We are asked to find the volume when:

\[
l = 3 \, \text{feet}, \quad w = 2 \, \text{feet}.
\]

Substituting these values into the formula:

\[
V = 3 \cdot 2 \cdot (2 + 2) = 3 \cdot 2 \cdot 4.
\]

Now, calculate the result:

\[
V = 24 \, \text{cubic feet}.
\]

The volume of the box is **24 cubic feet**.

Would you like more details or have any questions?

Here are 5 related questions to deepen your understanding:
1. How does changing the length \( l \) affect the volume?
2. If the width \( w \) increases by 1 foot, how would the volume change?
3. What is the general formula for the volume of a box with different side lengths?
4. How does the formula for volume compare to the formula for surface area?
5. Can you derive the formula for volume given different relationships between \( l \), \( w \), and height?

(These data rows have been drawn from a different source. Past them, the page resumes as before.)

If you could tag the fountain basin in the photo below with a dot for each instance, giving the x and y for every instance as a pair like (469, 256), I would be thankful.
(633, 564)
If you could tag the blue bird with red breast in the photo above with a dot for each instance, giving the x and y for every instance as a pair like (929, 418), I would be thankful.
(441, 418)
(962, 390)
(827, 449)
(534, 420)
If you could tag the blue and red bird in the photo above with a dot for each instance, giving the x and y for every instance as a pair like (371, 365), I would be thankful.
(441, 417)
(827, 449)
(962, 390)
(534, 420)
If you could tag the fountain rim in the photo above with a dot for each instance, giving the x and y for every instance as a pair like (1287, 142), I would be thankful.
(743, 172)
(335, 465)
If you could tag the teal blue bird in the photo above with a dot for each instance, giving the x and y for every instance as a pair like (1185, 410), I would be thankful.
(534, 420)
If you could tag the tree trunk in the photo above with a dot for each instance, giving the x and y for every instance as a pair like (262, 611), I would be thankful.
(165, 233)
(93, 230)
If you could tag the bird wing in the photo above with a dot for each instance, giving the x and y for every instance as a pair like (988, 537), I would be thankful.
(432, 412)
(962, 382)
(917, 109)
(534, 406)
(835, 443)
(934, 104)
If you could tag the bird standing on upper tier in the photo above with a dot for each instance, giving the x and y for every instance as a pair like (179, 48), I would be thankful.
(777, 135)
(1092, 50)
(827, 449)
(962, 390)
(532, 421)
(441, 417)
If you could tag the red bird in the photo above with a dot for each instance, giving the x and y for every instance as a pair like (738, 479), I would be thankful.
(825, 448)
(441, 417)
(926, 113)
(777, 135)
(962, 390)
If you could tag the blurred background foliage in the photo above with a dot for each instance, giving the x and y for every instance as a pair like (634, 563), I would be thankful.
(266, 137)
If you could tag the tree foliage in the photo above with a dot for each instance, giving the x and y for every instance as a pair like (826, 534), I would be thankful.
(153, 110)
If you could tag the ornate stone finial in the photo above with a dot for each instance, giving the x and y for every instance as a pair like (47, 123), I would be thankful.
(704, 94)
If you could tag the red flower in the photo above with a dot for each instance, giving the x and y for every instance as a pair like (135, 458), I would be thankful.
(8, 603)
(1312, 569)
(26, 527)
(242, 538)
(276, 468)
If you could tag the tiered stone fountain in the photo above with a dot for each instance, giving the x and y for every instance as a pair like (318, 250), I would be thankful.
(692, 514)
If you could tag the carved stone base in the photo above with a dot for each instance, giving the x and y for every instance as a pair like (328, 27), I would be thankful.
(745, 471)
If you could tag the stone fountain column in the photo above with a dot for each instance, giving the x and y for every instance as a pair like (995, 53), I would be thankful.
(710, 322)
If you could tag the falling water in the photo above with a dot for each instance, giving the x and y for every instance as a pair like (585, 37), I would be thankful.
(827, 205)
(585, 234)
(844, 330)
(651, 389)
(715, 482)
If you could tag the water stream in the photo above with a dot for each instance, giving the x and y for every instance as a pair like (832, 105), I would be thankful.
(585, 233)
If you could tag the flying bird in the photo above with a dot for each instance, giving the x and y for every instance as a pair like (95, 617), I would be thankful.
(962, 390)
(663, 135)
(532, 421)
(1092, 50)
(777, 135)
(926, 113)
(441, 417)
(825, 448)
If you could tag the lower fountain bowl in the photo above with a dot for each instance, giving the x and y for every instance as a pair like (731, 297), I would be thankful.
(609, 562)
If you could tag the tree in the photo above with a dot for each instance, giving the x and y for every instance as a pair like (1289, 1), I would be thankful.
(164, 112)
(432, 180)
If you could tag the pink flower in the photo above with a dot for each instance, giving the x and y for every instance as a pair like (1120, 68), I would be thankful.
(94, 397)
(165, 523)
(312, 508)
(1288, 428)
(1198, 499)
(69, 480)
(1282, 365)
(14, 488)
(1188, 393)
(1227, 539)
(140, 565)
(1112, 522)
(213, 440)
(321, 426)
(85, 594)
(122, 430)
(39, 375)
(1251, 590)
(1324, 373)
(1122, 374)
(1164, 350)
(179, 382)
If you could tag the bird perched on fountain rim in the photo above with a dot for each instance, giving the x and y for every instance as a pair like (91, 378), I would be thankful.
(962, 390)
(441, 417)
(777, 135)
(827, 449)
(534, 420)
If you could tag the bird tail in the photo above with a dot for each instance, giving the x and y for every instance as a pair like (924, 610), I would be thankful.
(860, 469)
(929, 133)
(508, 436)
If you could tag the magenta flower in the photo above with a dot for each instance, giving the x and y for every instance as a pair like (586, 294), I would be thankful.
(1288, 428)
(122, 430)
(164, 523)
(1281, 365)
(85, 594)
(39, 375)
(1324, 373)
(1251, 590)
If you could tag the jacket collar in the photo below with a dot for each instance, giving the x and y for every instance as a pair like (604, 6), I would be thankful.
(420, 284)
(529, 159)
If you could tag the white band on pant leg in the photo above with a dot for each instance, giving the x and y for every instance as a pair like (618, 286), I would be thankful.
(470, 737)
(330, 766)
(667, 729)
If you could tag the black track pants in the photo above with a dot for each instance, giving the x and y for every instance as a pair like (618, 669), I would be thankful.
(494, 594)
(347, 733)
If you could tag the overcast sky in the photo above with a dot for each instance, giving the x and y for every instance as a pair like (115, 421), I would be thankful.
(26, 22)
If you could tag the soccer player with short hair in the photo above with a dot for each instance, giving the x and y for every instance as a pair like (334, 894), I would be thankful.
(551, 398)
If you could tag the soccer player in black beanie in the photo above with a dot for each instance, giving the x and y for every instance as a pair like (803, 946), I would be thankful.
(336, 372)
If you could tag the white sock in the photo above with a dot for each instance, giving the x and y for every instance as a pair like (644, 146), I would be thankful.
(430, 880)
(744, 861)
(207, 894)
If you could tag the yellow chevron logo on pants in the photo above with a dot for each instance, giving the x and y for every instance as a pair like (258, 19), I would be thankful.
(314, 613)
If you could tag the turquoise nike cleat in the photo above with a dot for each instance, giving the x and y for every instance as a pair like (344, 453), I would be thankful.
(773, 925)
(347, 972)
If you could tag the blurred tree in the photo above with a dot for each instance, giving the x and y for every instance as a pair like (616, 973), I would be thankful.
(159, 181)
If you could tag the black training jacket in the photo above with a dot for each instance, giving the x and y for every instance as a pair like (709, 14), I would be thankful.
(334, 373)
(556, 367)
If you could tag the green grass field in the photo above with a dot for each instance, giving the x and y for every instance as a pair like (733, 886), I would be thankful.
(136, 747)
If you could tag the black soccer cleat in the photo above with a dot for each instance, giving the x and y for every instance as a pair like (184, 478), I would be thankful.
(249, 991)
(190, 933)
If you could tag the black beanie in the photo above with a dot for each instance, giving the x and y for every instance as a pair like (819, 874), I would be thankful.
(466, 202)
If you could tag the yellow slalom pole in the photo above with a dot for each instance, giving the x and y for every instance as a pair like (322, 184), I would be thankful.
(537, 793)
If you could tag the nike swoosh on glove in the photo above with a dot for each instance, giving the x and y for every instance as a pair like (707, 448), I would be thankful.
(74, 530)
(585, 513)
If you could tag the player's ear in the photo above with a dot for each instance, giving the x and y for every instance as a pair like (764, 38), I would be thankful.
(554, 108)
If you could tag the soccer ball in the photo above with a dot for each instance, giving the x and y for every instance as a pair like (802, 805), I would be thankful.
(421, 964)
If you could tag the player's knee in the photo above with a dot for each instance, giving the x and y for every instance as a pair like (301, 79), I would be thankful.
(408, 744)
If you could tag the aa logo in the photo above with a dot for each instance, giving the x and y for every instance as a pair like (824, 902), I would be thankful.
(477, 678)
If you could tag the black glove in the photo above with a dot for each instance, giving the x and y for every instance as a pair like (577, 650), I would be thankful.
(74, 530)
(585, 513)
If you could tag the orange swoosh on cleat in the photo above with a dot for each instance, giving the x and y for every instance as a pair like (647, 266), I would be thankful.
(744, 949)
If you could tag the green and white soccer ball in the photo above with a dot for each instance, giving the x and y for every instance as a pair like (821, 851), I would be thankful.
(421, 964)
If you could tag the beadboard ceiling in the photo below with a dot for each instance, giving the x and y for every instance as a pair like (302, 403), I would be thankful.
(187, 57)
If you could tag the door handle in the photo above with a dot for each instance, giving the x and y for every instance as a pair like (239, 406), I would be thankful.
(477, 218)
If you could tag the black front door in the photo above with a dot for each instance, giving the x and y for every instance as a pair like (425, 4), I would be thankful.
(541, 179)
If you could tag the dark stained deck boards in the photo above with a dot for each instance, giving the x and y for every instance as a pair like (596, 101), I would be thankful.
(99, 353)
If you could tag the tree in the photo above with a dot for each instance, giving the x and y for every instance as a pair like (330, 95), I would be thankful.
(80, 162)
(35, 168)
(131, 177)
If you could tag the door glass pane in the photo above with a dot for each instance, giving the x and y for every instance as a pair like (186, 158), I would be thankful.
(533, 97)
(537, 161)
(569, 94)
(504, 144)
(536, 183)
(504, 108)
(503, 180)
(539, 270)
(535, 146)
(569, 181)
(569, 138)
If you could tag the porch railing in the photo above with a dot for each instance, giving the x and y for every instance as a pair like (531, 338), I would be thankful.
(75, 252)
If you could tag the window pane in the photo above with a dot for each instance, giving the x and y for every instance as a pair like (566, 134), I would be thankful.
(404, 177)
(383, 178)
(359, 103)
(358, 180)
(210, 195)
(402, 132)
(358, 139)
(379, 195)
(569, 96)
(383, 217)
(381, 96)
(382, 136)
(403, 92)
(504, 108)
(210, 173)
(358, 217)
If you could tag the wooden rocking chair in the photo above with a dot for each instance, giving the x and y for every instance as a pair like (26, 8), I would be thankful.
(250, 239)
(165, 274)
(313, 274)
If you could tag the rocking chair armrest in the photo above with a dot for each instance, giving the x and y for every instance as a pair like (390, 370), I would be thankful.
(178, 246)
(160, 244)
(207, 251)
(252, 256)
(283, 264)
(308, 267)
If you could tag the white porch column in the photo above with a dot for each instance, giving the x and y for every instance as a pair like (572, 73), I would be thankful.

**Tip:** When solving problems with multiple variables, substituting known values into the equation step by step helps ensure accuracy.

The volume of a storage box can be found using the expression l · w(w + 2). Find the volume of the box if l = 3 feet and w = 2 feet.

Learn how to calculate the volume of a storage box using the formula V = l · w · (w + 2). This example shows how to find the volume when l = 3 feet and w = 2 feet, resulting in 24 cubic feet. Ideal for students in Grades 5-7.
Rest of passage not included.